Né en 1923 à Ceytou, dans la région de Diourbel, Cheikh Anta Diop a grandi à Dakar. Il a fait des études secondaires brillantes sanctionnées par deux baccalauréats, l’un de mathématiques et l’autre de philosophie. Il débarque à Paris en 1946 et poursuit ses recherches en sciences exactes et sciences humaines et appliquées. Il suit en particulier les cours de philosophie de Gaston Bachelard et se spécialise en physique nucléaire au laboratoire de chimie nucléaire au Collège de France, sous la direction de Frédéric Joliot-Curie. Parallèlement à ses études, Cheikh Anta Diop fonde à Paris l’Association des Etudiants Africains, et participe aux réunions politiques où fermentent les idées-pré indépendantistes. Sa thèse de doctorat ès Lettres, soutenue en 1954 à la Sorbonne, plus tard publiée sous le titre Nations nègres et Culture, de l’antiquité nègre égyptienne aux problèmes culturels de l’Afrique noire d’aujourd’hui, fait débat, dérange le jury français. Même si finalement Cheikh Anta Diop obtiendra son doctorat, il est contesté. En démontrant que la première civilisation que l’Humanité ait connue est négro-africaine, il bouleverse les paramètres historiques et culturels.

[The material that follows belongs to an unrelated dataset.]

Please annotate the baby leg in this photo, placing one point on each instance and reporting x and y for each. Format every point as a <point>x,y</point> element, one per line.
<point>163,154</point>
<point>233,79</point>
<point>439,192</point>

De retour à Dakar en 1960, Cheikh Anta Diop fonde un laboratoire de datation par le Carbonne 14, où il travaillera sans relâche, jusqu’à la fin de sa vie en 1986, à prouver ce qu’il avance, poursuivant aussi ses recherches linguistiques sur les langues africaines, particulièrement le wolof. Il trouve des correspondances entre le wolof et l’égyptien ancien qui corroborent sa thèse.
Tout en publiant une série d’essais tout autant scientifiques qu’engagés, Cheikh Anta Diop s’affirme comme opposant à Léopold Sédar Senghor dès 1961, avec la création du parti BMS, Bloc des Masses Sénégalaises. Un engagement qui va lui valoir un mois de prison à Diourbel.
Membre du comité scientifique international pour la rédaction de l’Histoire générale de l’Afrique, qui comprendra huit volumes, Cheikh Anta Diop commence à enseigner en 1981, comme professeur d’histoire associé à la Faculté ès Lettres et Sciences humaines de l’université Dakar qui porte désormais son nom.
Savant connu et reconnu, l’homme fait partie des rares intellectuels et chercheurs africains à avoir très tôt montré la voie de l’émergence d’un continent. En effet, l’un des combats phare de Cheikh Anta Diop fut le plaidoyer panafricaniste pour l’unification de l’Afrique en un seul pays.
31 ans après sa disparition, Cheikh Anta Diop reste plus que jamais présent dans l’esprit de beaucoup d’Africains. Au Sénégal, les œuvres du « Pharaon » seront dans les manuels scolaires à partir de 2018. Chaque année, à la date anniversaire de la mort de Cheikh Anta, un pèlerinage est organisé à Ceytou, pour se recueillir sur la tombe de cet homme multidimensionnel.